Machine Learning/LiftWing/KServe
KServe is a Python framework and K8s infrastructure aimed to standardize the way that people run and deploy HTTP servers wrapping up ML models. The Machine Learning team uses it in the LiftWing K8s cluster, to implement the new model serving infrastructure that should replace ORES.
You can check this video (slides) about KServe to get an overview!
How Kserve fits into the Kubernetes picture?
As described above, KServe represents two things:
- A Python framework to load model binaries and wrap them around a consistent and standard HTTP interface/server.
- A set of Kubernetes resources and controllers able to deploy the aforementioned HTTP servers.
Before concentrating on Kubernetes it is wise to learn a bit how the Python framework works and how to write custom code to serve your model. Once KServe's internals and architecture are learned, it should be relatively easy to start playing with Docker to test few things. Once done, the ML team will take care of helping people to add the K8s configuration to deploy the model on Lift Wing.
KServe architecture
KServe uses FastAPI, Uvicorn and asyncio behind the scenes: it assumes that the code that handles/wraps the model is as async as possible (so composed by coroutines and not blocking code). The idea is to have the following code split:
- Transformer code, that takes care of the client's inputs and also to retrieve the necessary features from services/feature-stores/etc.. It correspond to a separate Docker image and container.
- Predictor code, that gets features via HTTP from the Transformer and passes them to the model, that computes a score. The result is then returned to the client.
By default both Transformer and Predictor runs a asyncio loop, so any blocking code limits the scalability of the code (since it is single threaded). KServe offers the possibility to use Ray workers as well, to parallelize models, see what the ML Team tested in https://phabricator.wikimedia.org/T309624.
When writing the code of your model server, keep in mind the following:
- In Python only on thread can run at any given time due to the GIL. Any cpu-bound code holds the GIL until it finishes, stopping all the other threads / executions in the meantime (especially I/O bound ones, like send/receive of HTTP requests).
- Python upstream suggests to use multi-process in case of heavy cpu-bound code. The ML team is writing libraries to ease the execution of cpu-bound functions/code into separate processes, please reach out to them in case you think that your code needs it.
- Any HTTP or similar operation that you do in your code should use a correspondent asyncio library, like aiohttp. Please reach out to the ML team for more info if you need them (libraries like requests and urllib are not async for example).
Repositories
The starting point is surely the inference-services repository, where we keep all our configurations and Python code needed to generate the Docker images that will run on Kubernetes.
New service
If you have a new service that you want the ML Team to deploy on Lift Wing, we would suggest you first build and test your own model server using KServe locally via Docker.

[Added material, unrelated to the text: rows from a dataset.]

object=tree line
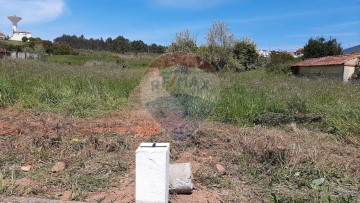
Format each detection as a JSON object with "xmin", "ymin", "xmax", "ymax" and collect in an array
[
  {"xmin": 54, "ymin": 34, "xmax": 166, "ymax": 54},
  {"xmin": 168, "ymin": 21, "xmax": 342, "ymax": 73}
]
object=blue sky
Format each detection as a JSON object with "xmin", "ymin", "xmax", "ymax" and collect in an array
[{"xmin": 0, "ymin": 0, "xmax": 360, "ymax": 50}]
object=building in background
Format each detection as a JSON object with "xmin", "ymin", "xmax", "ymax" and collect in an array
[
  {"xmin": 292, "ymin": 54, "xmax": 360, "ymax": 82},
  {"xmin": 0, "ymin": 32, "xmax": 6, "ymax": 40},
  {"xmin": 343, "ymin": 45, "xmax": 360, "ymax": 54},
  {"xmin": 8, "ymin": 15, "xmax": 31, "ymax": 41}
]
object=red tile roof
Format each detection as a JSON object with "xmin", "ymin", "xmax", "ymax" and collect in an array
[{"xmin": 293, "ymin": 54, "xmax": 360, "ymax": 67}]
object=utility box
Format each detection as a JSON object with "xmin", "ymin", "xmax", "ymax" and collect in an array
[{"xmin": 135, "ymin": 143, "xmax": 170, "ymax": 203}]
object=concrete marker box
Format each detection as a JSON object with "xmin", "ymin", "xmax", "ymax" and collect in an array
[{"xmin": 135, "ymin": 143, "xmax": 170, "ymax": 203}]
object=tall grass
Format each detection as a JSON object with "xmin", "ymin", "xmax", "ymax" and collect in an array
[
  {"xmin": 212, "ymin": 71, "xmax": 360, "ymax": 139},
  {"xmin": 0, "ymin": 60, "xmax": 144, "ymax": 117}
]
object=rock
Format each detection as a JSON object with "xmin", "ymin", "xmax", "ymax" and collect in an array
[
  {"xmin": 216, "ymin": 164, "xmax": 226, "ymax": 174},
  {"xmin": 51, "ymin": 162, "xmax": 66, "ymax": 173},
  {"xmin": 169, "ymin": 163, "xmax": 194, "ymax": 194},
  {"xmin": 21, "ymin": 164, "xmax": 34, "ymax": 172},
  {"xmin": 60, "ymin": 191, "xmax": 72, "ymax": 201}
]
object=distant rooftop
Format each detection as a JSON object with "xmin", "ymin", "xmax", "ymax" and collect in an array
[
  {"xmin": 343, "ymin": 45, "xmax": 360, "ymax": 54},
  {"xmin": 294, "ymin": 54, "xmax": 360, "ymax": 67}
]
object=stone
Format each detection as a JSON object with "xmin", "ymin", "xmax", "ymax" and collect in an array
[
  {"xmin": 60, "ymin": 190, "xmax": 72, "ymax": 201},
  {"xmin": 169, "ymin": 163, "xmax": 194, "ymax": 194},
  {"xmin": 216, "ymin": 164, "xmax": 226, "ymax": 174},
  {"xmin": 51, "ymin": 162, "xmax": 66, "ymax": 173}
]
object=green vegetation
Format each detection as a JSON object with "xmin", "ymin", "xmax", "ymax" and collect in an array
[
  {"xmin": 0, "ymin": 52, "xmax": 360, "ymax": 136},
  {"xmin": 265, "ymin": 52, "xmax": 301, "ymax": 74},
  {"xmin": 213, "ymin": 71, "xmax": 360, "ymax": 139},
  {"xmin": 0, "ymin": 56, "xmax": 150, "ymax": 116},
  {"xmin": 54, "ymin": 35, "xmax": 166, "ymax": 54}
]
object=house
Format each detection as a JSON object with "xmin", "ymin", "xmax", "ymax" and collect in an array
[
  {"xmin": 0, "ymin": 32, "xmax": 6, "ymax": 40},
  {"xmin": 343, "ymin": 45, "xmax": 360, "ymax": 54},
  {"xmin": 256, "ymin": 50, "xmax": 271, "ymax": 57},
  {"xmin": 0, "ymin": 47, "xmax": 11, "ymax": 59},
  {"xmin": 292, "ymin": 54, "xmax": 360, "ymax": 81}
]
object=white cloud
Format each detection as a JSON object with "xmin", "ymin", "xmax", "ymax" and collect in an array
[
  {"xmin": 0, "ymin": 0, "xmax": 65, "ymax": 24},
  {"xmin": 149, "ymin": 0, "xmax": 231, "ymax": 10}
]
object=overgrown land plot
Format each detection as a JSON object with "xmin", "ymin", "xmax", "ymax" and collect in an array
[{"xmin": 0, "ymin": 53, "xmax": 360, "ymax": 202}]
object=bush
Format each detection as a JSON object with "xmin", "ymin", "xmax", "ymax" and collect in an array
[
  {"xmin": 234, "ymin": 38, "xmax": 259, "ymax": 71},
  {"xmin": 265, "ymin": 52, "xmax": 300, "ymax": 74}
]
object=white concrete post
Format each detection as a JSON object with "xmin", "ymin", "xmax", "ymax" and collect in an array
[{"xmin": 136, "ymin": 143, "xmax": 170, "ymax": 203}]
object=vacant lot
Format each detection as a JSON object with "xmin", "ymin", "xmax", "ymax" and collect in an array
[{"xmin": 0, "ymin": 55, "xmax": 360, "ymax": 202}]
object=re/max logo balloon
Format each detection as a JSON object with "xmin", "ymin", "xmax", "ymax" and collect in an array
[{"xmin": 151, "ymin": 75, "xmax": 210, "ymax": 91}]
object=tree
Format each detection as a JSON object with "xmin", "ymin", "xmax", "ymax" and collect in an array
[
  {"xmin": 304, "ymin": 37, "xmax": 343, "ymax": 59},
  {"xmin": 234, "ymin": 38, "xmax": 259, "ymax": 71},
  {"xmin": 168, "ymin": 30, "xmax": 197, "ymax": 53},
  {"xmin": 265, "ymin": 51, "xmax": 300, "ymax": 74},
  {"xmin": 21, "ymin": 36, "xmax": 29, "ymax": 42},
  {"xmin": 203, "ymin": 21, "xmax": 239, "ymax": 71}
]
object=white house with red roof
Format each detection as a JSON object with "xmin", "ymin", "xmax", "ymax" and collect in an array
[{"xmin": 292, "ymin": 54, "xmax": 360, "ymax": 81}]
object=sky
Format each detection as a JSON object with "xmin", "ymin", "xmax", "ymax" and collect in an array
[{"xmin": 0, "ymin": 0, "xmax": 360, "ymax": 51}]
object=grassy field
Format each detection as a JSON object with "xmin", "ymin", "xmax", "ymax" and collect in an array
[
  {"xmin": 213, "ymin": 71, "xmax": 360, "ymax": 140},
  {"xmin": 0, "ymin": 52, "xmax": 360, "ymax": 203},
  {"xmin": 0, "ymin": 52, "xmax": 360, "ymax": 137},
  {"xmin": 0, "ymin": 57, "xmax": 149, "ymax": 117}
]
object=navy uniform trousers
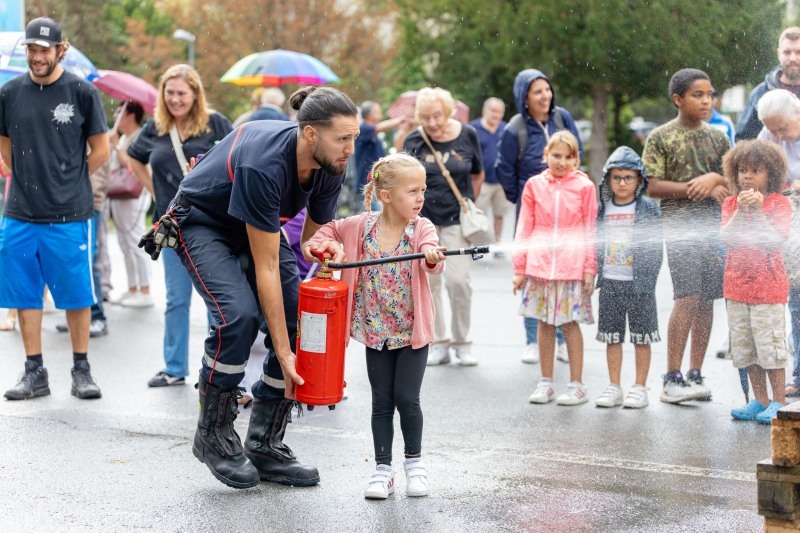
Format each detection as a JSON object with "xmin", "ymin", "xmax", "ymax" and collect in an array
[{"xmin": 172, "ymin": 205, "xmax": 300, "ymax": 400}]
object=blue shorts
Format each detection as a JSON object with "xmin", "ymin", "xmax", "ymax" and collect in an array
[{"xmin": 0, "ymin": 217, "xmax": 95, "ymax": 310}]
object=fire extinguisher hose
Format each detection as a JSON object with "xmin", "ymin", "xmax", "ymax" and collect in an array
[{"xmin": 327, "ymin": 246, "xmax": 489, "ymax": 270}]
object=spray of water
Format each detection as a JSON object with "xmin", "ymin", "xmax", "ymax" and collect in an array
[{"xmin": 482, "ymin": 223, "xmax": 736, "ymax": 254}]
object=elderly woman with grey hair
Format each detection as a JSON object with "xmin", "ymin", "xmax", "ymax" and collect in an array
[
  {"xmin": 403, "ymin": 87, "xmax": 484, "ymax": 366},
  {"xmin": 758, "ymin": 89, "xmax": 800, "ymax": 396},
  {"xmin": 758, "ymin": 89, "xmax": 800, "ymax": 189}
]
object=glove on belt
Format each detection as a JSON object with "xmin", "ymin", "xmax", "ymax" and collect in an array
[{"xmin": 139, "ymin": 214, "xmax": 180, "ymax": 261}]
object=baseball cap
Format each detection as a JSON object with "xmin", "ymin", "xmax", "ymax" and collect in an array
[{"xmin": 22, "ymin": 17, "xmax": 61, "ymax": 48}]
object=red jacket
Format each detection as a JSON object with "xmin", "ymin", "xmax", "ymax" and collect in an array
[
  {"xmin": 512, "ymin": 169, "xmax": 597, "ymax": 280},
  {"xmin": 722, "ymin": 192, "xmax": 792, "ymax": 304}
]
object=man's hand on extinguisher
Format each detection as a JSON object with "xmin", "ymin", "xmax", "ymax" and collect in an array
[
  {"xmin": 275, "ymin": 350, "xmax": 305, "ymax": 400},
  {"xmin": 303, "ymin": 241, "xmax": 347, "ymax": 263}
]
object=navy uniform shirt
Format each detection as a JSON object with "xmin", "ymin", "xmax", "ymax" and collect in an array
[{"xmin": 180, "ymin": 121, "xmax": 344, "ymax": 233}]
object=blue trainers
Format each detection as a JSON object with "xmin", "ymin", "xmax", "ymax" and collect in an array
[
  {"xmin": 731, "ymin": 400, "xmax": 771, "ymax": 420},
  {"xmin": 756, "ymin": 402, "xmax": 783, "ymax": 424}
]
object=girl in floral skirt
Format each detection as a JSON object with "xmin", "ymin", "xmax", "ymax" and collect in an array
[
  {"xmin": 512, "ymin": 131, "xmax": 597, "ymax": 405},
  {"xmin": 303, "ymin": 153, "xmax": 445, "ymax": 499}
]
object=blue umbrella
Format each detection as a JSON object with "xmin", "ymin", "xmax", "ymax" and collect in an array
[{"xmin": 0, "ymin": 31, "xmax": 99, "ymax": 82}]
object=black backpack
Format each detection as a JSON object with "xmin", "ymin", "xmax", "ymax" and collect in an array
[{"xmin": 506, "ymin": 106, "xmax": 567, "ymax": 168}]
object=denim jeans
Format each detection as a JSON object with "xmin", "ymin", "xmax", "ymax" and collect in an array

This is an example https://github.com/AikoChou/kserve-example/tree/main/alexnet-model how to build a model server for image classification using a pre-trained Alexnet model.
Create your model server
In model-server/model.py, the AlexNetModel class extends the kserve.Model base class for creating a custom model server.
The base model class defines a group of handlers:
load: loads your model into the memory from a local file system or remote model storage.preprocess: pre-processes the raw data or customized transformation logic.predict: executes the inference for your model.postprocess: post-processes the prediction result or turns the raw prediction result into a user-friendly inference response.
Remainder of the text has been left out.